Auditing in Strategy Evaluation Process

A frequently used tool in strategy evaluation is the audit. Auditing is defined by the American Accounting Association (AAA) as “a systematic process of objectively obtaining and evaluating evidence regarding assertions about economic actions and events to ascertain the degree of correspondence between these assertions and established criteria, and communicating the results to interested users”. Since the Enron, WorldCom, and Johnson & Johnson scandals, auditing has taken on greater emphasis and care in companies. Independent auditors basically are certified public accountants (CPAs) who provide their services to organizations for a fee; they examine the financial statements of an organization to determine whether they have been prepared according to generally accepted accounting principles (GAAP) and whether they fairly represent the activities of the firm. Independent auditors use a set of  standards called generally accepted auditing standards (GAAS). Public accounting firms often have a consulting arm that provides strategy-evaluation services.

“Planners should not plan, but serve as facilitators, catalysts, inquirers, educators, and synthesizers to guide the planning process effectively.” (A.Hax and N. Majluf)

 Two government agencies the General Accounting Office (GAO) and the Internal Revenue Service (IRS) employ government auditors responsible for making sure that organization comply with federal laws, statutes, and policies. GAO and IRS auditors can audit any public or private organizations. The third group of auditors consists of employees within an organization who are responsible for safeguarding company assets, for assessing the efficiency of company operations, and for ensuring that generally accepted business procedures are practiced.

The Environmental Audit

For an increasing number of firms, overseeing environmental affairs is no longer a technical function performed by specialists; rather, it has become an important strategic management concern. Product design, manufacturing, transportation, customer use, packaging, product disposal, and corporate rewards and sanctions should reflect environmental considerations. Firms that effectively manage environmental affairs are benefiting from constructive relations with employees, consumers, suppliers, and distributors.
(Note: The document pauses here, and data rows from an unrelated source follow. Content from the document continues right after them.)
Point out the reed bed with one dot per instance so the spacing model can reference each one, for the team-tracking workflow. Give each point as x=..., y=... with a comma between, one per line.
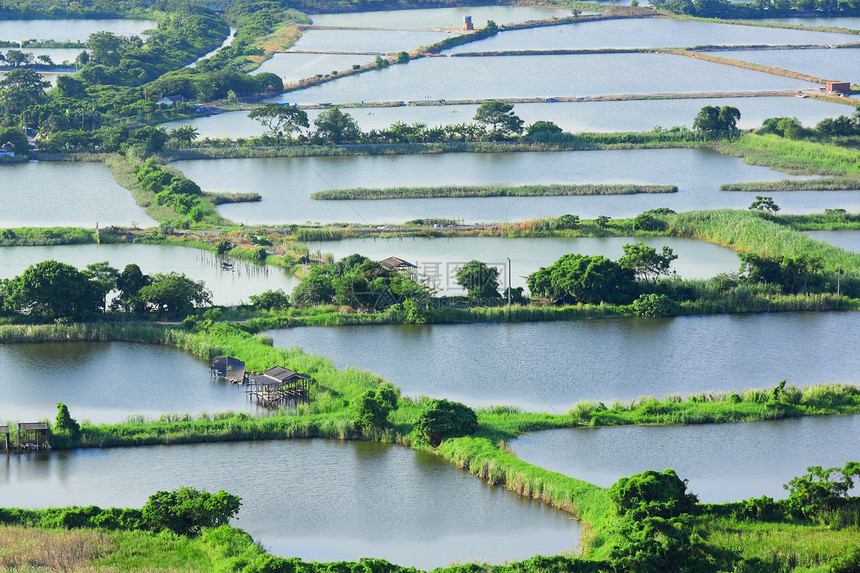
x=456, y=191
x=822, y=184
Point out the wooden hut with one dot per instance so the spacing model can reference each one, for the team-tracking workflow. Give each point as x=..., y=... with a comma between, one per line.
x=278, y=385
x=229, y=369
x=32, y=435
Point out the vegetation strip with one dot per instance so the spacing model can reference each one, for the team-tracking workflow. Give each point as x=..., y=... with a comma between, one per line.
x=490, y=191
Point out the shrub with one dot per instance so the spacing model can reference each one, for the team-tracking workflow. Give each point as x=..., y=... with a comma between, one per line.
x=442, y=419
As indicated in the Natural Environment Perspective, J.P. Morgan bank has made environmental policy disuse in its lending policy.

Shimell emphasized the need for organizations to conduct environmental audits of their operations and to develop and should include training workshops in which staff can help design and implement the policy .The CEP should be budgeted, and requisite funds should be allocated to ensure that it is not a public relations facade. A statement of Environmental Policy should be published periodically to inform shared holders and the public of environmental actions taken b the firms.

Instituting an environmental audit can include moving environmental affairs from the staff side of the organization to the line side. Some firms are also introducing environmental criteria and objectives in their performance appraisal instruments and systems. Conoco, for example, ties compensation of all its top managers to environmental action plans. Occidental Chemical includes environmental responsibilities in all its job descriptions for positions.